Getting to know you is just one part of the game. Messing with your mind is the other. The smart combination of both these methods would end up in a brave new world Aldous Huxley and George Orwell could never have imagined, or known, to fear.
Some signs of this strange and dangerous world approaching are written on the wall, some signs are still camouflaged as innovation, designed and designated as serving humanity. Facebook was meant to fight our digital solitude, to build communities, to help us rediscover the joy of communication. The Internet was meant to cut distances, to connect people and help us cope with accelerating time. Journalism was meant to be a quest for truth, act as a social glue, not as a separator.
Why am I writing about this? On Tuesday, our last day in Los Angeles, we had a great opportunity to meet three experts at the University of Southern California and discuss with them several aspects of public opinion, polling and journalism.
Besides financial, socioeconomic and health-related polls, USC’s Center for Economic and Social Research (CESR) is known as one of the world’s leading engines of political polling, making headlines by predicting the victory of Donald Trump in the 2016 US presidential elections.
Jill Darling (survey director, but also a scholar who has intimate professional knowledge of journalism, since for twenty years she was associate director of the Los Angeles Times Poll, which conducted more than 400 surveys and earned multiple awards for their research), Arie Kapteyn (director of CESR and professor of Economics) and Robert Shrum (director of the Center for the Political Future) engaged SUSI scholars in an intriguing discussion. We covered how American politics has changed over the last 50 years, what role media has played in the rise of populism, the reasons behind media polarization and whether journalists can fight the temptation to report every populist PR trick some politicians are using to get media attention, just to name a few topics. And most importantly: what will happen in 2020?
“There’s no way Trump can win the election, but Democrats could lose the election,” said Robert Shrum quoting a friend. He explained how important it is to give the electorate a clear message of your positive vision. You cannot beat Trump just by pointing out how bad he is. People need convincing. People need clear messages.
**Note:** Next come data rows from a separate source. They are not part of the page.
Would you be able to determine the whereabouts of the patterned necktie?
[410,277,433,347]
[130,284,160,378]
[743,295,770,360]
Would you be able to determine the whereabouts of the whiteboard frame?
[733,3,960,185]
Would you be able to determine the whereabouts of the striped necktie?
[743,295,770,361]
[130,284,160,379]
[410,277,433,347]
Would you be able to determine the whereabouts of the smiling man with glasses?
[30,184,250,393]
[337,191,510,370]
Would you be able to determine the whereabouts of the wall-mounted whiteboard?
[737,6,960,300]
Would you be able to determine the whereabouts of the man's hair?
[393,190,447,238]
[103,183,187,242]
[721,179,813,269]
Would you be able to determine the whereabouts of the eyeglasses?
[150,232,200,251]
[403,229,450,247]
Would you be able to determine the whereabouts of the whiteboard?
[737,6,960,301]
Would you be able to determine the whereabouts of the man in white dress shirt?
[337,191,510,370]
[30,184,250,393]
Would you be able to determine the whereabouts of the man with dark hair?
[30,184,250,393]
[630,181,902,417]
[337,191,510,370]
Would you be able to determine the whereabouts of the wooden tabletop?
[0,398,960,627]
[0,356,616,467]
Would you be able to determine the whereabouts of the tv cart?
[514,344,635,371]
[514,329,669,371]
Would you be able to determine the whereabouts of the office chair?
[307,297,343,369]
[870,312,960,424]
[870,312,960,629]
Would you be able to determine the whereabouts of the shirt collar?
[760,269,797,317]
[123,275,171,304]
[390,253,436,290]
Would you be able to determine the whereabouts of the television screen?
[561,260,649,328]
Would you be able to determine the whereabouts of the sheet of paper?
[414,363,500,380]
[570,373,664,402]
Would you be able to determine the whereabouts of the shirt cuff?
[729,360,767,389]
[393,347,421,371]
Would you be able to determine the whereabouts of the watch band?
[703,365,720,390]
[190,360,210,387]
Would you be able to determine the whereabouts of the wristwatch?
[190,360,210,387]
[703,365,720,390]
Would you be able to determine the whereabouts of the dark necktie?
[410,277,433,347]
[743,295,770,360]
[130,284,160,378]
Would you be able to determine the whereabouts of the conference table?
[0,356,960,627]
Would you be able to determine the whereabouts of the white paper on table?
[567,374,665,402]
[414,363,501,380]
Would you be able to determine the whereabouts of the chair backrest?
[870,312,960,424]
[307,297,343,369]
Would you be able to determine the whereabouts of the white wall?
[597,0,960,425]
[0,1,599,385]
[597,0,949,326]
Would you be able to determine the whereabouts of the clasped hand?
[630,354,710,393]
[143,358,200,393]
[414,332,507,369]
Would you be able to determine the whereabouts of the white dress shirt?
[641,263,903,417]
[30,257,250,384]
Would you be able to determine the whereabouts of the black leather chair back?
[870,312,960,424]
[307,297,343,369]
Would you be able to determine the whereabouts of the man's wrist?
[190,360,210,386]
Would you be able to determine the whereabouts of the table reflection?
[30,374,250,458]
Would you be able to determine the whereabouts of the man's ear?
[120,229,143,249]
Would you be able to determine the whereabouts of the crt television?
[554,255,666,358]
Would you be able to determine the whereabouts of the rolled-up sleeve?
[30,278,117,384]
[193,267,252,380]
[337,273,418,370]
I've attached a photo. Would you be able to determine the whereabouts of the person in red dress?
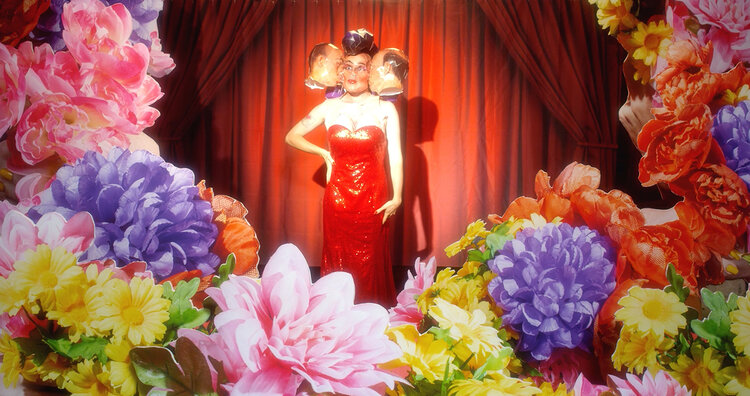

You need a clear overview of your supporters and your opponents, and you shouldn’t just rely on your gut feeling.
Mr. Shrum pointed out the dualistic role media have played during election campaigns. Media have openly opposed and criticized some candidates for their populist actions and statements spiced with dis- and misinformation, but still made a lot of money covering every controversial statement or action. Could journalists—at least for a while—use their right to remain silent? Could they give up juicy quotes, clickbait headlines and PR-actions?
To report, or not to report, that is the question.